MOSCOW, December 8. /TASS/. Russia is restoring its military infrastructures and expanding military presence in the Arctic in order to attain strategic defense aims and to safeguard its economic interests in the region. As far as oil and gas reserves are concerned, these interests are bound to last, Russian experts say. And the normal operation of the Arctic Sea Route already now requires Russia should take measures to ensure the safety of shipping there.
Russia is restoring its military infrastructures in the Arctic not because its aim is to militarize the region, but because it wants to create favorable and calm conditions for people to work and live there, Deputy Prime Minister Dmitry Rogozin told the international forum called The Arctic: the Present and the Future on Monday. Deputy Defense Minister Dmitry Bulgakov, too, believes that for making Russia secure from a whole range of potential threats Russia’s military presence in the Arctic must be permanent.
Russian President Vladimir Putin made a decision to build up muscle in the region back in September 2013, when he declared that the military base in the Novosibirsk Islands, closed down about 20 years ago, was to be restored.
A source at Russia’s General Staff told TASS six Russian military bases in the Arctic are already in place and "hundreds of Russian troops will be deployed there by New Year’s Eve." According to Bulgakov, a total of 437 military infrastructure facilities will be up and running in the region before this year is out. Next year the Arctic will see several dozen military exercises of different scale.
Russia this year formed and deployed in the Arctic two air defense regiments armed with S-400 Triumf systems, a source in the General Staff said. To protect these systems from air attacks several batteries of missile and artillery systems Pantsir have been brought there. The same source said that the Novaya Zemlya Archipelago will host a coastal missile battalion armed with Bastion missiles systems.
The ultimate aim of restoring military infrastructures and expanding military presence in the Arctic is to ward off potential military threats, military analyst Viktor Murakhovsky has told TASS. "According to US plans drafted by the Joint Chiefs of Staff, one of the main strikes is to be dealt across the Arctic," said Murakhovsky, the editor-in-chief of the Arsenal Otechestva (Arsenal of the Fartherland) magazine. "The United States is currently working on a so-called Prompt Global Strike concept, and the Arctic region will be one of the main areas of operations. Also, the US Navy’s submarines are invariably present in the region. This explains why we are creating a system to monitor the surface, subsurface and air situations. The strategic operations command North has been created there. Air defense, air force and ground troops are at its disposal. And Russia’s Northern Fleet is one of the strongest in the country."

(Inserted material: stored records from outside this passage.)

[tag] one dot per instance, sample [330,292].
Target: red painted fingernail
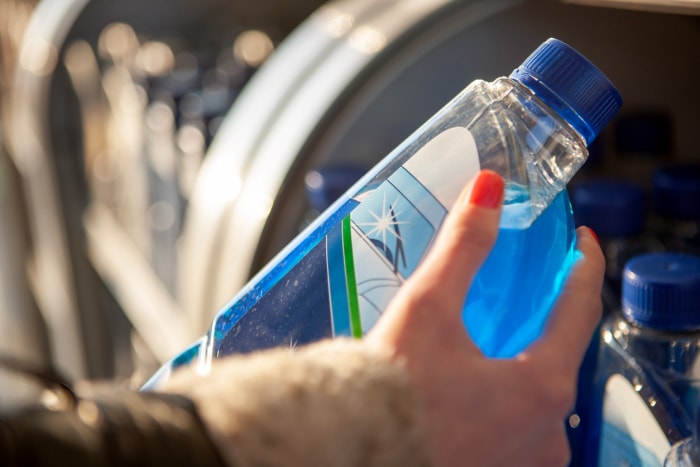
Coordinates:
[487,190]
[595,235]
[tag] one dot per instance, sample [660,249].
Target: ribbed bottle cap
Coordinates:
[676,191]
[613,208]
[571,85]
[662,291]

Murakhovsky believes that the worst military threat in the region comes from the United States. "Canada is a NATO member, but its armed forces are insignificant. The same is true of Norway," he said.
As far as the forthcoming decades are concerned, Russia does have economic interests in the Arctic it must protect, analyst Igor Yushkov, of the National Energy Security Fund has told TASS. "There are natural resources, above all, fossil fuels. Figuratively speaking, the Arctic is a vault of virtually all elements found in the Mendeleev Table. And the Arctic Sea Route’s transit potential is a major asset, too."
Russian off-shore areas are very promising from the standpoint of the production of oil and gas, because all of them are shallow, Yushkov said. True, the projects in the area have been stalled for now due to the oil price slump and sanctions. Russia has suspended the Prirazlomnoye project in the Barents Sea. The Shtokman gas project is frozen, too.
"No country in the world boasts safe offshore oil production technologies. They are still to be developed together. In the meantime, all are keen to lay hands on Arctic areas in advance, hoping to begin their development in the future, so the risk of conflicts there is high. The United States has not signed the UN Convention on the Law of the Sea to this day and it does not recognize the existing system of sharing the Arctic shelf. No common rules of the game have been agreed yet. Russia has presented its bid for expanding the continental shelf area, but all other Arctic countries have done the same. Some bids overlap and there emerge disputed areas.
The safety of shipping along Russia’s Arctic coast is of particular importance. "Under the convention, the passage is free, but Russia is obliged to guarantee the safety of shipping, because it is the sole country that has an icebreaker fleet there. For this purpose the Emergency Situations Ministry and the military are creating joint infrastructures."